Saturday, July 08, 2006

Puppets and Acrobats


Finally had the pleasure of seeing Avenue Q on Tuesday – and it was a pleasure. I can’t remember laughing that much in the theatre for a long while. Yes, a lot of what the critics had to say is true; it is hopelessly slushy, about three songs too long and it does lose something in the second half – but so what? A warm-hearted send-up of Sesame Street was never going to contain razor-sharp satire or relentless narrative drive. It does exactly what it set out to do, keep its audience entertained and send them happily out into the streets. I had a great time as did Laura, who came along with me.

The following night I went to check out the return of Vesturport Theatre’s Woyzeck to the Barbican. I remember being rather intrigued by this production last year when it was part of the Barb’s Young Genius season but never got around to going along. Since then Lisa and I saw, and adored, Kneehigh’s wonderful Nights At The Circus with the Icelandic Gisli Orn Gardarsson as the sceptical journalist Walser. That closing scene of Fevvers and Walser spinning in midair - reaching out to one another - was one of the most beautiful things I have seen on the stage this year.

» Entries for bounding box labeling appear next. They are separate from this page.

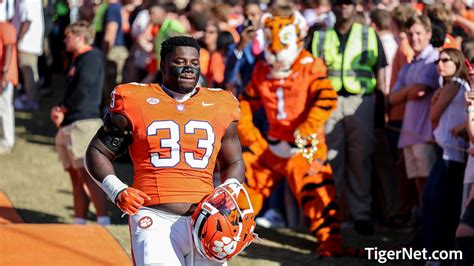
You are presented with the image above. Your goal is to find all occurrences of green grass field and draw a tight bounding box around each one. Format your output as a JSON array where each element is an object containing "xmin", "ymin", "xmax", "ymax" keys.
[{"xmin": 0, "ymin": 76, "xmax": 417, "ymax": 266}]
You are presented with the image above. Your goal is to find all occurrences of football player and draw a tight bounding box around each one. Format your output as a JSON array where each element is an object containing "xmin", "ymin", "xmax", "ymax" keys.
[{"xmin": 86, "ymin": 36, "xmax": 245, "ymax": 265}]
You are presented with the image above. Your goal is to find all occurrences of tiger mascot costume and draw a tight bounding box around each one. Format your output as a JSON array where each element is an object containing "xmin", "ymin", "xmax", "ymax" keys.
[{"xmin": 238, "ymin": 12, "xmax": 343, "ymax": 257}]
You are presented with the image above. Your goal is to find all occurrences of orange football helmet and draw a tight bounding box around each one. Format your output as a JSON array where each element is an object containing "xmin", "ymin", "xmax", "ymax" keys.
[{"xmin": 191, "ymin": 179, "xmax": 258, "ymax": 263}]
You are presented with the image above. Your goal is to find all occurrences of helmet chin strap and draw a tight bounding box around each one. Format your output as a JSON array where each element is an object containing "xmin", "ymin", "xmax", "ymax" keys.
[{"xmin": 162, "ymin": 84, "xmax": 196, "ymax": 103}]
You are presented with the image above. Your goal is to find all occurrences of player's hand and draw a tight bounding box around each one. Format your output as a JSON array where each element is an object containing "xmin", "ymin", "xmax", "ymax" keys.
[
  {"xmin": 115, "ymin": 187, "xmax": 151, "ymax": 215},
  {"xmin": 51, "ymin": 106, "xmax": 64, "ymax": 128},
  {"xmin": 465, "ymin": 184, "xmax": 474, "ymax": 207},
  {"xmin": 464, "ymin": 91, "xmax": 474, "ymax": 106}
]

Well, Gardarsson directed Woyzeck and the production contains many of the circus-influenced elements that Vesturport are renowned for and that, obviously, featured a great deal in Nights. This was the main draw for me - I love the gleefully physical nature of their work. I knew very little about Georg Buchner’s play before I went, and if I’m honest don’t think I came away from it knowing much more. The production contained some stunning moments, but it felt very episodic – perhaps inevitably given that Buchner died aged 23, before Woyzeck was completed, leaving only a series of fragmented scenes – and the whole thing was rather bemusing: the podgy Cupid character with a bow and arrow? The Godlike Elvis-impersonator chappie with the giant inflatable globe? I’m still none the wiser as to what they were there for. Still, the tragedy of the central story eventually shone through the oddness and the final scenes were rather disturbing - powerful and unsettling to watch. In other words, the antithesis of Avenue Q.

Woyzeck may have been dark and ambitious and pushed its performers to their physical limits, but if I were going to sit through either again it would be the one with the puppet porn!